Eschweiler. Was für ein Jammer. Alle Mühen und Vorbereitungen waren umsonst. Die heftigen Regenfälle ließen das Stadtfest am Sonntag regelrecht ins Wasser fallen. Tristesse und verkniffene Gesichter, wohin man auch blickte.

Es war ja auch in der Tat höchst unangenehm, bei diesem Wetter durch die Einkaufsstraßen zu schlendern. Wer es doch wagte, wurde regelrecht vom Regen durchweicht und durfte sich anschließend erst einmal wieder trockenlegen.

Nun denn, einige trotzten der Wasser- und manchmal auch Hagelmassen und kämpften sich - mit Regenschirmen bewaffnet - durch die Innenstadt. Die Geschäfte schienen wie verlassen, nur hier und da sah man einige Kaufwillige.

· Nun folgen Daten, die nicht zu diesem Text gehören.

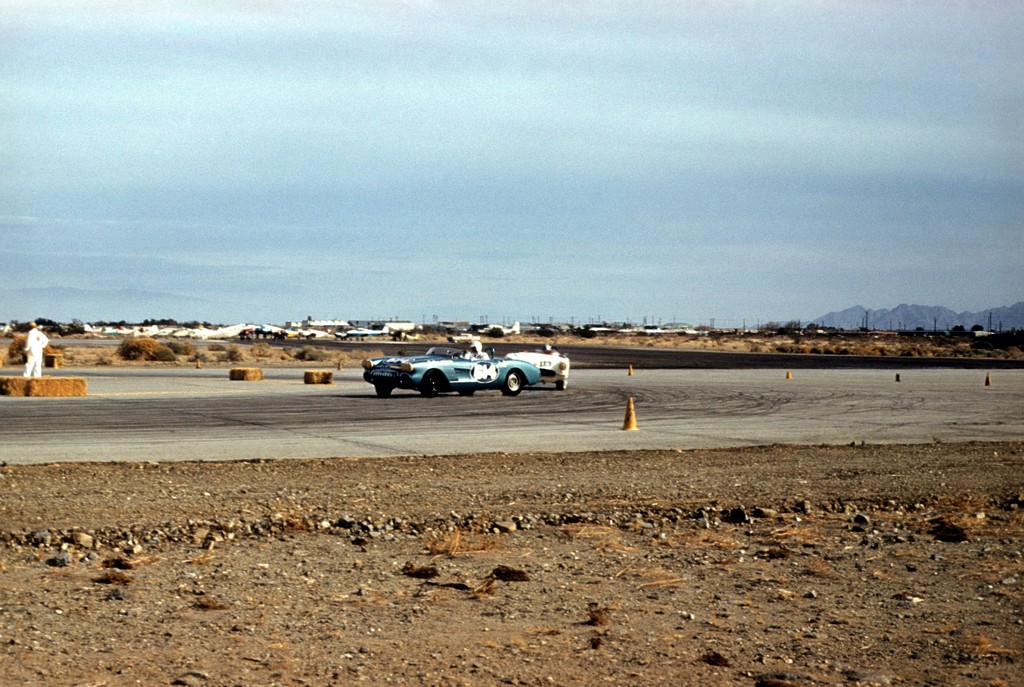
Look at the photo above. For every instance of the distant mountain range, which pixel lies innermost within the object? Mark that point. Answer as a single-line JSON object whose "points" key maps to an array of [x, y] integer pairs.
{"points": [[928, 317]]}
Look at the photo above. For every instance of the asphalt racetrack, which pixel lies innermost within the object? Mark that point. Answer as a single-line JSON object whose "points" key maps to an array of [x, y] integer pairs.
{"points": [[175, 414]]}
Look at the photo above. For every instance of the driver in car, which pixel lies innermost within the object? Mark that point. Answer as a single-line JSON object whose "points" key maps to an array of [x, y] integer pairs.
{"points": [[475, 352]]}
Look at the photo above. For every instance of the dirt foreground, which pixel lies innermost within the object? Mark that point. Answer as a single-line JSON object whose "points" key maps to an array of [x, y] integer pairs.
{"points": [[771, 567]]}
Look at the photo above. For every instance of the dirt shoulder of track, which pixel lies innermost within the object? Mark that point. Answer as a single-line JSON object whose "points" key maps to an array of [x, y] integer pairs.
{"points": [[772, 566]]}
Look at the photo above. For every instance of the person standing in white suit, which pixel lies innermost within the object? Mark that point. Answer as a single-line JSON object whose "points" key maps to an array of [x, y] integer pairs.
{"points": [[34, 350]]}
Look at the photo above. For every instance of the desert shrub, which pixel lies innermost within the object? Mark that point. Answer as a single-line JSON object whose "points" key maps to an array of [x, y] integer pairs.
{"points": [[261, 349], [165, 354], [310, 353], [138, 348], [181, 347]]}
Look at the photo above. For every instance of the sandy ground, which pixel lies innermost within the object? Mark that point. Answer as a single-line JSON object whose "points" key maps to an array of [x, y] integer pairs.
{"points": [[773, 567]]}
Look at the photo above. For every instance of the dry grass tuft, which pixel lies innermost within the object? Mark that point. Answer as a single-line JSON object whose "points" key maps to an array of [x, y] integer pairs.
{"points": [[607, 538], [209, 603], [318, 377], [598, 616], [455, 543], [484, 589], [800, 535], [420, 572], [818, 568], [113, 577], [982, 646], [246, 374]]}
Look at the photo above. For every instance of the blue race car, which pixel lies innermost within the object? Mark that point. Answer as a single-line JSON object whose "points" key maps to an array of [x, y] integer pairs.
{"points": [[441, 370]]}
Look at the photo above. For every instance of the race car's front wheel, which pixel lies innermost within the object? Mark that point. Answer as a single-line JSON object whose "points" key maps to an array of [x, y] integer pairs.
{"points": [[513, 383]]}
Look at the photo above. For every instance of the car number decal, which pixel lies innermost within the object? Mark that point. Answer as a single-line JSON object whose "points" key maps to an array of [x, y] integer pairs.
{"points": [[483, 372]]}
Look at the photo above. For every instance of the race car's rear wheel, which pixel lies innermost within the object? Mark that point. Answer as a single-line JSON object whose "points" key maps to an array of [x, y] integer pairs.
{"points": [[513, 383], [431, 384]]}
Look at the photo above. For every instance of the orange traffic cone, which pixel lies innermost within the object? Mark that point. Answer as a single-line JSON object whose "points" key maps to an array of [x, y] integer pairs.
{"points": [[631, 418]]}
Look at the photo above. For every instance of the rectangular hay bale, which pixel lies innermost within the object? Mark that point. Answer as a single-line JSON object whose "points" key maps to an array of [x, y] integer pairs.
{"points": [[246, 374], [318, 377], [62, 387], [13, 386]]}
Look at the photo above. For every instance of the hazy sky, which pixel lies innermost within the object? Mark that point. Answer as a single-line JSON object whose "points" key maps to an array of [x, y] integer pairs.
{"points": [[743, 161]]}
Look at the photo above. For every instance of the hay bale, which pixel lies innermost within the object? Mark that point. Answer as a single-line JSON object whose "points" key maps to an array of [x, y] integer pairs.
{"points": [[246, 374], [13, 386], [43, 386], [318, 377]]}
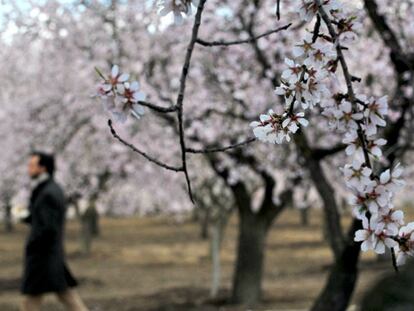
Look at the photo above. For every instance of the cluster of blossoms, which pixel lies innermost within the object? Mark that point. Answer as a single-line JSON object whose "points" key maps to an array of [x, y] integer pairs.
{"points": [[120, 96], [304, 86], [177, 7], [274, 128]]}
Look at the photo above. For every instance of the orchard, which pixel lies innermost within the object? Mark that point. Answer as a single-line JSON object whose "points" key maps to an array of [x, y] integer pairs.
{"points": [[206, 126]]}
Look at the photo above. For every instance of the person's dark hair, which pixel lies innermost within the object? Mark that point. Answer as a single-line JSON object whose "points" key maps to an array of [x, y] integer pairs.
{"points": [[46, 160]]}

Dabei hatten sich die Einzelhändler wieder bestens vorbereitet und viele Aktionen geplant. Doch daraus wurde so gut wie nichts. Die Außenstände wurden erst gar nicht aufgebaut, nur die Metzger und Bäcker boten wohltuend heiße Gerichte und Getränke an.

Statt ihre Regenschirme zu verkaufen, nutzten die fliegenden Händler die schützenden Paraplüs sogar selbst, um ihre Ware vor den Wassermassen zu schützen. Und da waren dann noch die hartgesottenen Musiker, die dem Wetter trotzten und ihr Konzert professionell durchzogen.

Hut ab! Denn Programm ist Programm - sagten sich die meisten Bands und Korps, versüßten den Stadtfestbesuchern den grauen Tag mit musikalischen Klängen und versuchten die Regenwolken regelrecht wegzutrommeln.

Erst am späten Nachmittag hatte Petrus Erbarmen und die Innenstadt füllte sich etwas mit Menschen. So konnten sich wenigstens Prinz Stephan in spe und der künftige Zeremonienmeister Leo trockenen Fußes in Süßigkeiten aufwiegen lassen. Obwohl - nasse Kleidung hätte etwas mehr auf die Waage gebracht.